Telecom giants’ merger anticipated in the wake of Reliance Jio’s free voice and data services.
Industrialist and Chairman of Aditya Birla Group, Kumar Mangalam Birla could become the chairman of the Vodafone-Idea merged entity, the Mint reported.
The English daily on Thursday quoted two people familiar with the talks between Vodafone India Ltd and Idea Cellular Ltd as saying that the new entity would likely have 12 directors on its board – three from both side and six independent ones.
Vodafone’s stake in the merged entity will fall below 51% although it would remain higher than the Aditya Birla Group, the Mint reported.
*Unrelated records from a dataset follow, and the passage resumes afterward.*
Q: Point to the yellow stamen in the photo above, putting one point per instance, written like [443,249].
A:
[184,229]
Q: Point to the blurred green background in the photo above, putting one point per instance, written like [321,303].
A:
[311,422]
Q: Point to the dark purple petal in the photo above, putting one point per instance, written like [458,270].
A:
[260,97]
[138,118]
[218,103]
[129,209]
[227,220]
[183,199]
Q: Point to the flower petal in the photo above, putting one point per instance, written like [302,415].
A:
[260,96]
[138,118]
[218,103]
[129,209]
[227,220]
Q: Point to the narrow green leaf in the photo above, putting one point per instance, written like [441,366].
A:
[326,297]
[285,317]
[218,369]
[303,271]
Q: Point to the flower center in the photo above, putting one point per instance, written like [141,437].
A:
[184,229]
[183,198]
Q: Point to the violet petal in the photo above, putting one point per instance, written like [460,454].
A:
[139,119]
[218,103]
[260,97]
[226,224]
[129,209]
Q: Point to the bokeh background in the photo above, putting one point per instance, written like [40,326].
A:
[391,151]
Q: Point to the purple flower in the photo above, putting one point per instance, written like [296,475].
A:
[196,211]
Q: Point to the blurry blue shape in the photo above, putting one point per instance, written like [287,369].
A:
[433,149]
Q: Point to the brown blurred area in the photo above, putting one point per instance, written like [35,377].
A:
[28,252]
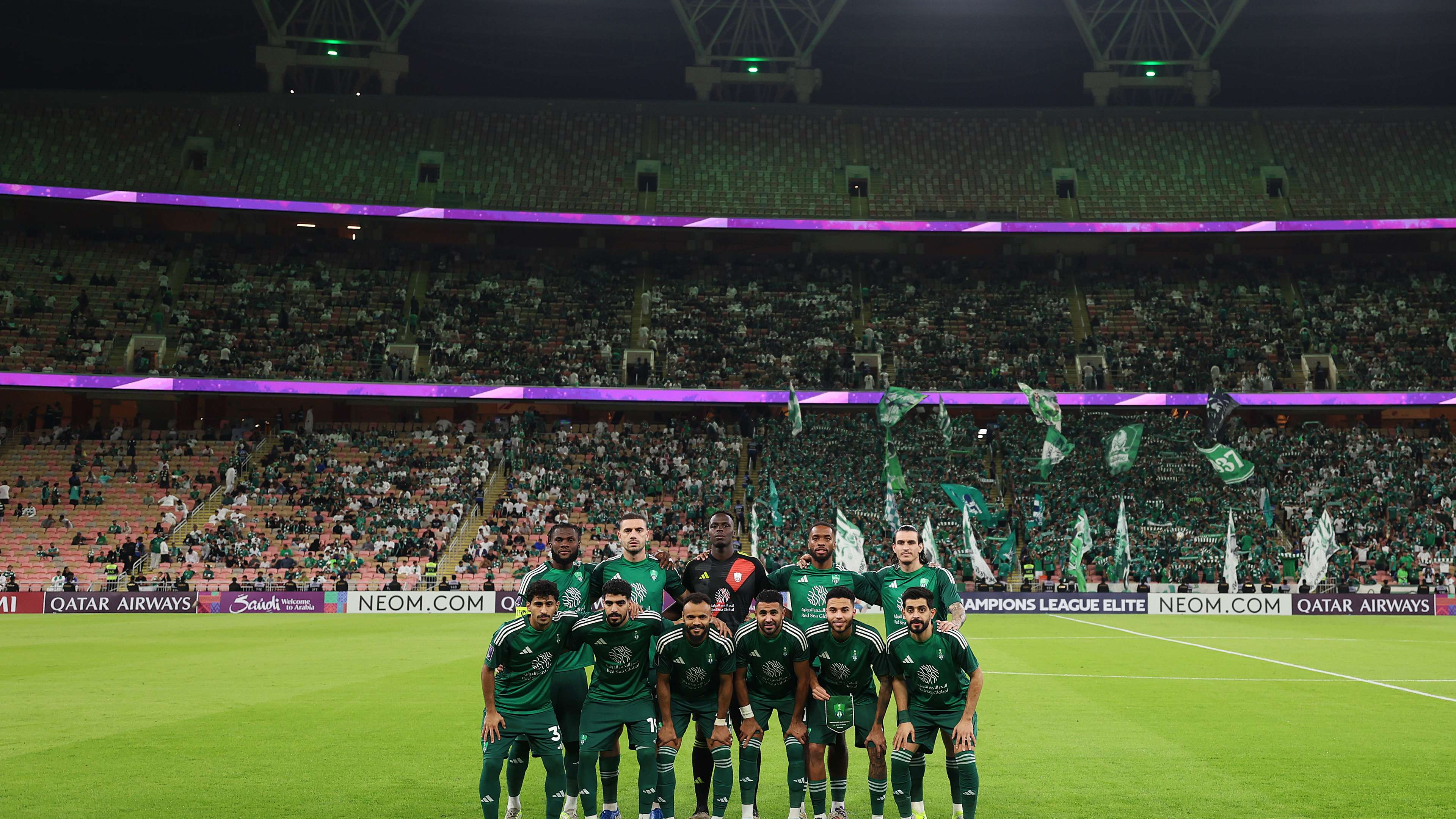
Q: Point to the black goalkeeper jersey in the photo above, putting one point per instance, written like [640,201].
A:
[730,585]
The merged entity may use the Vodafone brand under licence from Vodafone Group.
It was on last Monday, Vodafone confirmed its merger talks with Idea that will create India’s largest telecom firm with combined revenue of Rs 78,000 crore.
The new venture aims to challenge Reliance Jio Infocomm, which have already hit market leader Bharati Airtel with exciting free voice and data services.
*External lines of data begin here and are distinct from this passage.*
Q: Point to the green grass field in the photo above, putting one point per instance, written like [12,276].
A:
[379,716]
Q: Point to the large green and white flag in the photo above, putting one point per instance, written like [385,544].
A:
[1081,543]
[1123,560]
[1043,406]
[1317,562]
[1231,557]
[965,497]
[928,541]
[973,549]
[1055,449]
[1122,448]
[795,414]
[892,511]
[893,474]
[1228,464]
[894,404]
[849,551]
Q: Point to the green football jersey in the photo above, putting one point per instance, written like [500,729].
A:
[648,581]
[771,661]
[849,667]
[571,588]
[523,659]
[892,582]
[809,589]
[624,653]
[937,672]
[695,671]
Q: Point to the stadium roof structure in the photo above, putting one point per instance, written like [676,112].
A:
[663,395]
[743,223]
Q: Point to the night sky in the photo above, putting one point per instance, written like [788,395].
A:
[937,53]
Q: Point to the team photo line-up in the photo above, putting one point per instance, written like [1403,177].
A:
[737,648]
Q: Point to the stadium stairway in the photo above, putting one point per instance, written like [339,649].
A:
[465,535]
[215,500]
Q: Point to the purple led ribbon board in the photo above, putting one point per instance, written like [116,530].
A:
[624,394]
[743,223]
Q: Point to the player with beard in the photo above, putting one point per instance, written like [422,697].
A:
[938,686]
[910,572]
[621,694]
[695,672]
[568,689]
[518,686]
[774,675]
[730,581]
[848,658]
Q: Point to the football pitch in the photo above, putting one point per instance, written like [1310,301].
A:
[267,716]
The Mint report added that the idea of Birla as the chairman of the merged entity may help Vodafone Group to de-consolidate its subsidiary Vodafone India.
“Vodafone can’t be seen as having greater control in the merged entity,” the Mint quoted the source.
To do this under the International Financial Reporting Standards (IFRS), “a company has to demonstrate that it no longer has operating or management control in the subsidiary,” Charanjit Attra, partner, SR Batliboi and Associates Llp, told the Mint, the Hindustan Times reported.